I’d like to replicate the voltage sampling block of EmonTX 3.4 for a small project. The simple schematic here is working fine, I’ve used it in the past. Now I have taken a look at the latest actual schematics, and I don’t really get how it works. I must be tired and miss something very basic.

  • First, how is the divided secunder voltage offset with the mid-3.3V value? There doesn’t seem to be a connection from the input to both ends of the divider net.
  • Second, shouldn’t C17 be an AC type cap? It doesn’t look there are guarantees of cutting reverse voltages to it…

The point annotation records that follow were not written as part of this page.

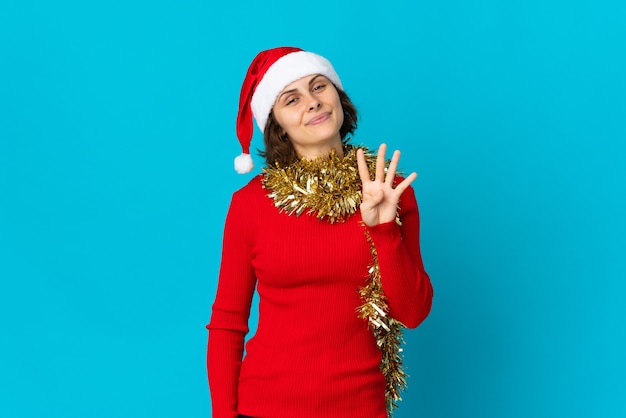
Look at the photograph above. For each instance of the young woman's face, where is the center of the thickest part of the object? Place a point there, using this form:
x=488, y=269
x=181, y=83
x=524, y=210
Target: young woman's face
x=310, y=112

The first thing you must understand is the a.c. input to the emonTx V3.4 is also a power supply. That is not the case, and it never can be the case, with the “simple schematic” arrangement that was used before the emonTx V3 appeared.

The emonTx V3 arrangement is two very simple circuits that are superimposed on each other. If you ignore the measurement side, the power supply is a simple half-wave rectifier using D1 and C18 to provide a supply for the MCP1754 regulator. R29 is there to limit the current so as not to put too big a dent in the a.c. wave that you are trying to measure.

The measurement side is then exactly the same as any audio amplifier where the source signal is referenced to ground. The alternating voltage from the a.c. adapter is a.c. coupled via C17 and divided down by R13 & R14, with R11 & R12 with C15 providing the mid-rail bias voltage. R28 is there to limit the current in the protection diodes, and plays no part in normal operation.

There is not - at d.c., but of course there still is to a.c., via C15. Yes, really: C15 puts the ‘bottom’ end of the divider at an a.c. ground, the same as the sleeve of the a.c. input connector - and that’s an a.c. ground as well as a true ground.

If you carefully check the voltages, there is always a positive voltage applied to it, so there is no need. And of course, a 1 µF non-polarised capacitor would be huge, and would be expensive to fit, probably needing to be done manually.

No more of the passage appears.